Yesterday we had our senior meeting to prep for graduation.
Today, I took my last midterm of my college career.
I signed up for the senior trip and my free ticket for Junior/Senior Banquet (because I'm a senior).
Tomorrow starts my last spring break, possibly ever.
Last week we sat down with the career counselor to talk resumes.
I leave for San Diego in 2 months and 23 days.
I feel like I've missed part of my life. Although days and weeks in my time here at Grace seemed like eternity I would never have traded my time here for anything. In fact, all the things I listed above still seem so surreal. I don't feel like I'm graduating even though my cap and gown are now in my closet and my graduation announcements are coming home with me over break to be mailed out. Life is coming at me full force and I'm digging my heels into the ground. I'm sure I've written about this in other places and in previous times but with the reality of how close everything is and all I have to do in the coming months, my heels are deeper than ever. Don't get me wrong, I'm excited to be graduated and moving on with my life. This has been my dream for a long time.

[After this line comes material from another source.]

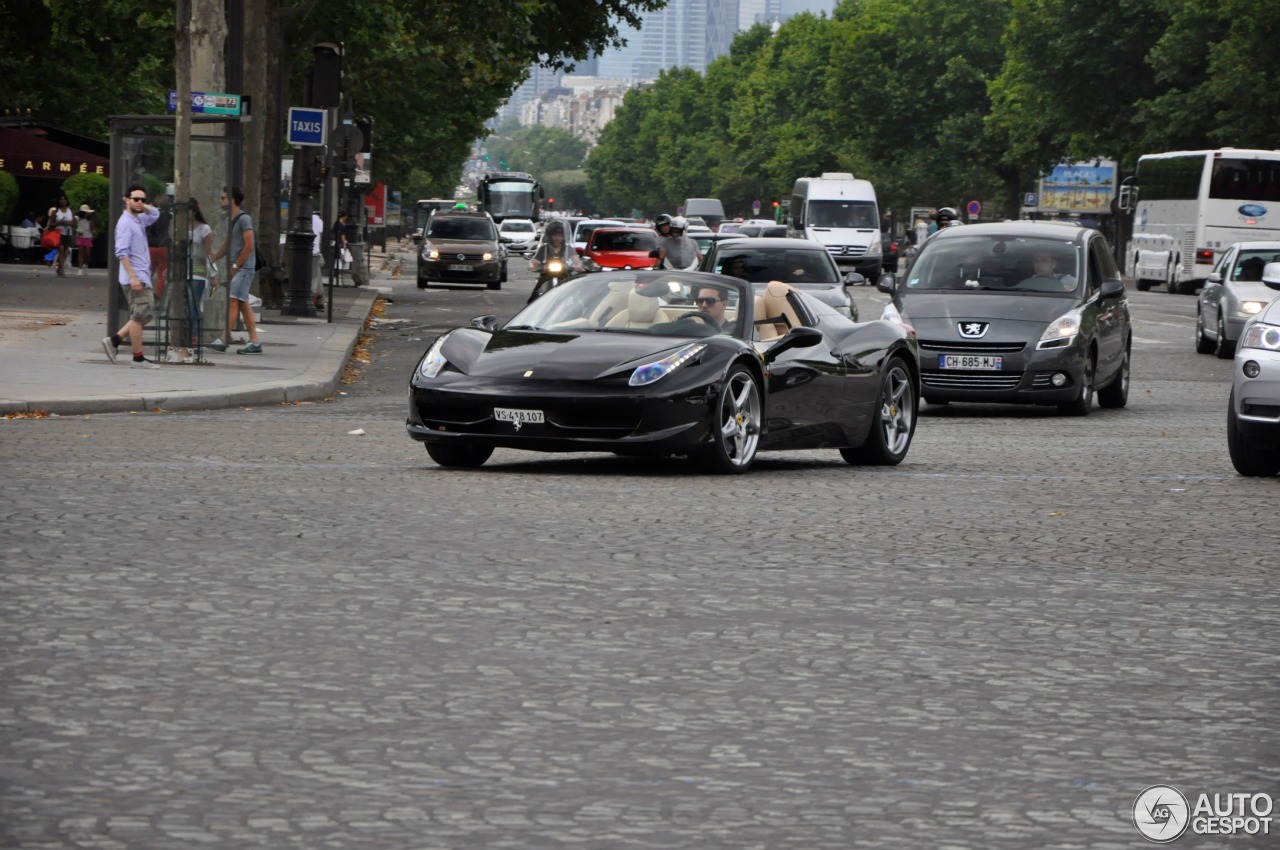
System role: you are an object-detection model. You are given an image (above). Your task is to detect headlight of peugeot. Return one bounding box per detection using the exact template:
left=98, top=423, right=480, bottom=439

I remember planning out my life as a child and I'm right on track.
God has been so incredibly good to me throughout all my stages of life. Sure there have been times when I felt so out of my element and so helpless but God has been in control of every single one of those days and times and and I have never left the center of His will. I am so incredibly thankful for all He has blessed me with especially all the stuff I'm encountering in the next months with my surgeries, graduation, San Diego. I hope to spend time over break where I can just meditate in my thankfulness and joy.
All this to say, it kinda hasn't quite hit me that all this is happening so soon.